Thursday, April 5, 2012

Oklahoma weighs worker’s comp opt-out bill

A debate in Oklahoma over legislation that would let employers leave the state’s workers compensation system could spill over to other states that are striving to contain insurance costs, sources say. The issue is being led by large, multistate employers that have seen cost savings under Texas’ nonsubscriber system for workers comp, and hope to achieve the same benefits in Oklahoma.


Oklahoma H.B. 2155 and S.B. 1378 would establish an alternative workers comp system that would allow certain employers to exempt themselves from the state system. The plan would require employers opting out to establish a substitute plan- including medical, disability and death benefits for injured workers- that meets Employee Retirement Income Security Act requirements. Only “qualified employers” with 50 or more employees that have exceeded certain thresholds for workers comp losses would be exempted. Those thresholds include an experience modification greater than 1 or total annual incurred claims above $50,000 in one of the last 3 years.

The bottom line here is this- whether you call it Worker’s Comp or an alternative system that protects the injured worker for health, disability and death causes, you will still have costs fairly equal for both. What it really comes down to is reducing your claims and mitigating those claims that you do have. Until that is accomplished, this issue is more of a political football than anything else. Rates are extremely high in Oklahoma, and for good cause. I find the attention to safety, hiring practices, and handling claims in Oklahoma to be very lax compared to businesses in Arkansas. They are not paying attention to details and have given up trying to deal with them in general.
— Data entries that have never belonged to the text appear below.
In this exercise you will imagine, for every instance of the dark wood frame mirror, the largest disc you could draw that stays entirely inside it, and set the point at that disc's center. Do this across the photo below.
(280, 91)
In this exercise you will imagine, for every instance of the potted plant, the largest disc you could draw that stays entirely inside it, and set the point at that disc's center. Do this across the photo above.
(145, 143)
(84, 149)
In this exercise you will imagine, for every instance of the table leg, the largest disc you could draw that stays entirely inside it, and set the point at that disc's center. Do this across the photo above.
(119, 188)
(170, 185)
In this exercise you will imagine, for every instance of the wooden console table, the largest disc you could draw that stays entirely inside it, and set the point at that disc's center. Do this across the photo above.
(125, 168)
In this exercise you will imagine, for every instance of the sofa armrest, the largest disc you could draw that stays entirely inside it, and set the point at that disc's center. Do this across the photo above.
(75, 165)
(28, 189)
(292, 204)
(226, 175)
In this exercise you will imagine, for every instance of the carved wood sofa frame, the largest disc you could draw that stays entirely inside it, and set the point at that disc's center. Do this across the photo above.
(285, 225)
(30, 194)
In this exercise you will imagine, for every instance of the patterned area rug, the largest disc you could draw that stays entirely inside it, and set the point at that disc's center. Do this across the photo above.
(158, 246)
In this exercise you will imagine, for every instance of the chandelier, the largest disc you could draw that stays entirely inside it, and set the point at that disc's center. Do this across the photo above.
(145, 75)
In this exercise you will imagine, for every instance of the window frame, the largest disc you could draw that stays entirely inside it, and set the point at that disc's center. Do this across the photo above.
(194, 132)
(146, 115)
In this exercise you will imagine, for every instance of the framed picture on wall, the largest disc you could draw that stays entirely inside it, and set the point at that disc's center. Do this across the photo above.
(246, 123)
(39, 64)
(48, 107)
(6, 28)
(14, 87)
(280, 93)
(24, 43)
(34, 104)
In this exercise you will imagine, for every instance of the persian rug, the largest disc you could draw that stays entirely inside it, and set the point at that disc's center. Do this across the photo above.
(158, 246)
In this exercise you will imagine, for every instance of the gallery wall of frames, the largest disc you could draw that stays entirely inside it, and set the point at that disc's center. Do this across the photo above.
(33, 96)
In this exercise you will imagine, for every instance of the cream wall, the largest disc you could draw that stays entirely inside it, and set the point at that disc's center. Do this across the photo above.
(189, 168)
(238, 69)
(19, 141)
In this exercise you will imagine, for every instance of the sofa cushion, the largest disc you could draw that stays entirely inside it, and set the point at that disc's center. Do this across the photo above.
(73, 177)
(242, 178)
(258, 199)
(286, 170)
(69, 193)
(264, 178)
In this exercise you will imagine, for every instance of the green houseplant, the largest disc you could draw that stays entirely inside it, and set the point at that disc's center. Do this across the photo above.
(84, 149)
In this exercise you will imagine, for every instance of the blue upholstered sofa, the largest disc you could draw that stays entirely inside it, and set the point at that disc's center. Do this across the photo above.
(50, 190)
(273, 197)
I would assume that if many of the large employers in Oklahoma leave the Worker’s Comp system, the program will get even worse, not better for everyone else. It seems to me that, just like the healthcare system in this country, we are attacking the wrong end of the problem. Why don’t we find ways to reduce and mitigate claims for worker’s instead of trying to change the mechanism that pays for the claims? The situation is the same in Healthcare- why don’t we try to show people how to be healthier and learn to prevent all the health problems instead of trying to change the payer system that supports these health problems?

I guess I would have to be a politician to be able to answer that, wouldn’t I?